Kestrel fishes about in her bag, then flings a rippling square of black cloth over us. When it settles over our shoulders, my muscles begin to warm. Crow pulls it further over him and I glare, snatching some of it back. Sparrow snuggles into my armpit. We lean against the stone funnel. Under the quiet moon, my eyes grow heavy. The funnel belches out thick yellow smog.
Later, I’m pulled out of a doze by murmuring voices. ‘You and Egret,’ whispers Crow. ‘Are you?’
‘What?’ says Kestrel.
‘You know.’
‘Do I?’ she snaps. Then she snickers. ‘You can’t even say it.’
I open my eyes and pull a gruesome face. ‘What you two babbling on about?’
Crow winces. ‘You wouldn’t understand.’
‘Ha! So much rudeness in one child,’ Kestrel tells him.
A slap of shame splays across Crow’s face, and he turns away.
Kestrel unscrews a bottle, and the sweet steam of spiced goat’s milk touches my nose. When she tries to pass a cup to Crow, he keeps his arms folded and pretends sleep, so me, her and Sparrow drink the milk and try to untangle our thoughts. She tells us how Egret helped her see sense about leaving, cos she’d never have survived the night if she’d stayed. How Egret’s gonna be safe for now, cos the draggle-riders need her rune-magyk. How what I said about her ma spouting lies helped her get the courage to leave the mountain. When she says that, I know it ent just the goat’s milk warming me.

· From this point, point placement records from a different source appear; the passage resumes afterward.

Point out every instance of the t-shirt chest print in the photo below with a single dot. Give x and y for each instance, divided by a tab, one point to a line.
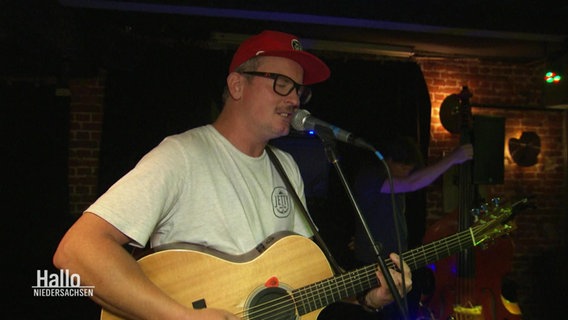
281	202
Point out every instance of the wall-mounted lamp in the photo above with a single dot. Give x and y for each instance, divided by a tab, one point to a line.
525	150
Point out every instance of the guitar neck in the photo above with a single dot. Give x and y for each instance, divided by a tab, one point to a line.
325	292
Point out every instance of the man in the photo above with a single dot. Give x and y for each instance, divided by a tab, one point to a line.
373	193
211	185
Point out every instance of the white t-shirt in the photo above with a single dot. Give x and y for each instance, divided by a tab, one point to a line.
196	187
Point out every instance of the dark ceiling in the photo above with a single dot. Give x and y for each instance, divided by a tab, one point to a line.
37	35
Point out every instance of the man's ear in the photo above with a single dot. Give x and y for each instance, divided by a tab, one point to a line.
235	85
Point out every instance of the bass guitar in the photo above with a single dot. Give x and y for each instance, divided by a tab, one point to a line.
287	276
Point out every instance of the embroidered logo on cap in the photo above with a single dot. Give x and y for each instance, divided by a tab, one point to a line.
296	45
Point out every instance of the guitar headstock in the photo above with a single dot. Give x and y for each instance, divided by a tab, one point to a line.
494	220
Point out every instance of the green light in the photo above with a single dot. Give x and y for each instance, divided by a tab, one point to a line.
552	77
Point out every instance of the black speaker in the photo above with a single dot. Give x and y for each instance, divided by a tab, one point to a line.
488	149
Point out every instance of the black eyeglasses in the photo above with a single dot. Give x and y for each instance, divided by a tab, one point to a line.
283	85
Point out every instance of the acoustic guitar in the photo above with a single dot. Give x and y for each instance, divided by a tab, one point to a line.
287	276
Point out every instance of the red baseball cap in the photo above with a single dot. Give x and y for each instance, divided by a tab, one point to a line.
279	44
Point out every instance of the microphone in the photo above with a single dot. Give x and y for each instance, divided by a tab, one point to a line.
302	120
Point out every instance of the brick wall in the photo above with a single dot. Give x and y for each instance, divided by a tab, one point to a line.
87	106
512	91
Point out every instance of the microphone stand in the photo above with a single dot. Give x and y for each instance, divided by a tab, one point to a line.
328	139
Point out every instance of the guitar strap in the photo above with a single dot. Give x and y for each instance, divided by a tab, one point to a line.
338	269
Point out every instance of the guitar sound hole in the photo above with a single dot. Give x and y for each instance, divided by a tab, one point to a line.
272	304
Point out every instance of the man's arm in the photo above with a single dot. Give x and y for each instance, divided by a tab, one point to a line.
425	176
93	248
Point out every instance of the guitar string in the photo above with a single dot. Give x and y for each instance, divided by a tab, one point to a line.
365	275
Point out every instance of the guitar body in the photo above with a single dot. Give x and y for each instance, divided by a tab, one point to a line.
287	276
197	277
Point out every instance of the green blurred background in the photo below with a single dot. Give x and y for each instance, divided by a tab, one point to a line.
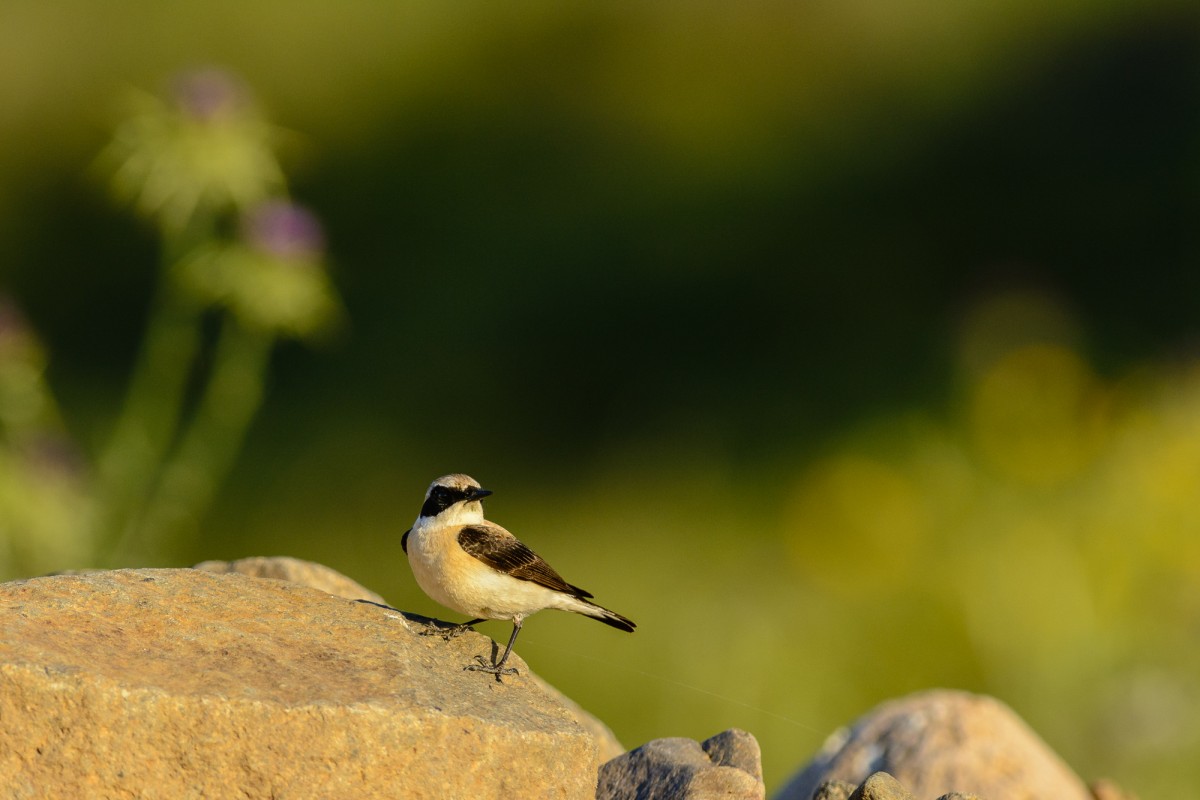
847	348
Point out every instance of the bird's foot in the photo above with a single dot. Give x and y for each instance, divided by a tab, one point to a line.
445	631
492	669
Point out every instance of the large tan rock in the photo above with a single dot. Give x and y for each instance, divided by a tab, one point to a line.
306	573
318	576
185	684
941	741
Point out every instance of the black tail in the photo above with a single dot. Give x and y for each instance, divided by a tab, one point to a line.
611	618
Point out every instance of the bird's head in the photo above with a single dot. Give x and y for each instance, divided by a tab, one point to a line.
455	495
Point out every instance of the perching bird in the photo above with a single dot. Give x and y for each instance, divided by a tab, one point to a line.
481	570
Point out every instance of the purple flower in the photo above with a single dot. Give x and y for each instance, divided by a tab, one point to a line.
285	230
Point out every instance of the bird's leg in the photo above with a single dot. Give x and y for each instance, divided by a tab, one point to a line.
447	633
498	667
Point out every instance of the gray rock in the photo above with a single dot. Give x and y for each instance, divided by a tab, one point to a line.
881	786
190	684
941	741
729	767
735	747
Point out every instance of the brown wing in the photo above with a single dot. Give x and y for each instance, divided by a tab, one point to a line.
502	551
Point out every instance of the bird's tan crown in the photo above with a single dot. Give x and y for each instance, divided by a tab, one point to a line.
454	481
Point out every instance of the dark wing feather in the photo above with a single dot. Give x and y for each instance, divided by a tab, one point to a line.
502	551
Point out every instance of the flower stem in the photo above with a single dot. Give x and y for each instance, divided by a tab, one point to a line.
149	420
211	439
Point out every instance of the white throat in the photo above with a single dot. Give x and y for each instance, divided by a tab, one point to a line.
460	513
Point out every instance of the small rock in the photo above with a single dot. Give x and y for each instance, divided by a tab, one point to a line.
190	684
306	573
726	767
881	786
834	791
943	741
735	747
1107	789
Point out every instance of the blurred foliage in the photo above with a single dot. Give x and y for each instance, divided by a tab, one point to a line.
847	348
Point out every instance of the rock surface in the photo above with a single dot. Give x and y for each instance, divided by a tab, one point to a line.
727	767
306	573
189	684
318	576
941	741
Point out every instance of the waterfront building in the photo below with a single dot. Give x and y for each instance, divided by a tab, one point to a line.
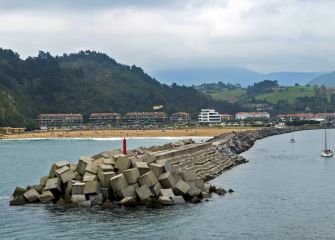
209	116
60	119
180	117
145	118
105	118
246	115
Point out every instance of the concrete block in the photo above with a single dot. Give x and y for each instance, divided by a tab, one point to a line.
166	201
189	175
129	202
78	188
167	193
157	168
167	180
106	193
31	195
128	192
67	175
132	175
82	163
181	188
17	201
91	187
53	184
96	200
89	178
178	199
85	204
148	158
122	163
118	182
19	191
156	189
144	192
105	177
148	179
47	196
193	191
142	167
43	180
62	164
91	168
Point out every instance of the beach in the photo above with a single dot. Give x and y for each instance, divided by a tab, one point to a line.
189	132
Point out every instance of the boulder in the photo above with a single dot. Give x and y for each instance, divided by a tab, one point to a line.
118	182
189	175
144	192
167	180
19	191
157	168
62	164
132	175
18	201
129	202
148	158
54	185
46	197
91	168
92	187
142	167
166	201
148	179
78	198
122	163
128	192
31	195
105	178
82	163
78	188
181	188
167	193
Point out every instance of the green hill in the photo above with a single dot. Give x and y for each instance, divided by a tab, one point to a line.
327	80
86	82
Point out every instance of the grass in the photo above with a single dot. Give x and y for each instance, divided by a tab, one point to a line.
289	94
231	95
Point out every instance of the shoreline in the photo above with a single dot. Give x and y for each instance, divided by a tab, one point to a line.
119	133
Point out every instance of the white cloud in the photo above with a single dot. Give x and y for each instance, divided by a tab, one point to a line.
265	35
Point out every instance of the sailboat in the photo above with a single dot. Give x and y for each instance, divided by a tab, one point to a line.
326	152
292	138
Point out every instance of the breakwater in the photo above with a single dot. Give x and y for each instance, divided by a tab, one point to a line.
159	175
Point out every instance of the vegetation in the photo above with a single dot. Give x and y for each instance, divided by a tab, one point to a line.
86	82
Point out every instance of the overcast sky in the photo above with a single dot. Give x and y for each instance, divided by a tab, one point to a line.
263	35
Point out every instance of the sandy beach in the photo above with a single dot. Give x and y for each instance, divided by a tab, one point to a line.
201	132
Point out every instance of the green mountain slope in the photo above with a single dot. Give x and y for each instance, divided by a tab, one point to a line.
327	80
86	82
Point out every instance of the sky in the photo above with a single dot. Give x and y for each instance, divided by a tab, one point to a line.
263	35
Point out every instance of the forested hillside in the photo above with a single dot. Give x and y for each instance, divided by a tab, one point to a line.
86	82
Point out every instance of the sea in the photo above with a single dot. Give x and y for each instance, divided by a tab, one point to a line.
285	191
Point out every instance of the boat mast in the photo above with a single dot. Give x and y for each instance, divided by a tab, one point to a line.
325	129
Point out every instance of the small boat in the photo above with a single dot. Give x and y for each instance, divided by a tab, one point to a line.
326	152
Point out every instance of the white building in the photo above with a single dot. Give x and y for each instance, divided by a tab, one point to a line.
209	116
245	115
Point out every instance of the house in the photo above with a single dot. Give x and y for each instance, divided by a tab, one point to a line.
105	118
246	115
60	119
209	116
145	118
180	117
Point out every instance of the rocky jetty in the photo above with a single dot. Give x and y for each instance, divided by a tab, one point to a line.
170	174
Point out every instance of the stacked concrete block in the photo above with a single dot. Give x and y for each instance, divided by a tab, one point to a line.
132	175
149	179
142	167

I try biting my tongue but the words spill out all the same. ‘You’ll never be allowed back, will you?’
‘I don’t want to go back to that place, sea-sister. Except to get Egret and Pika.’
‘But it’s your home, ent it?’ says Sparrow. His voice catches on the word home, and it makes my chest ache.
‘Not any more.’ She rubs the ice from her brows. ‘What if home’s not a place, but with people?’
I nod, thinking of Bear and how he found our Tribe when his own was destroyed.
Soon sleep makes Sparrow lean heavily against me. Crow sits with his legs crossed at the ankle, snoring.
‘What d’you reckon will happen when we get to this Yapok boy?’ I whisper.
Kestrel links her arm through mine and leans her cheek on my hair. ‘Honestly, I cannot say. He was apprenticed to care for books when he was your brother’s age, a few years before they were banned. When they were burned, he helped try to save them. He put himself in so much danger. I only hope we find him safe. He hasn’t replied to my latest letters.’
‘When did you last get word from him?’
She hesitates. ‘Five full moons ago.’
‘Five ?’
‘Please, after all that’s happened, no doubts,’ she begs.
I let out my breath, and nod. ‘How do you know where to find him?’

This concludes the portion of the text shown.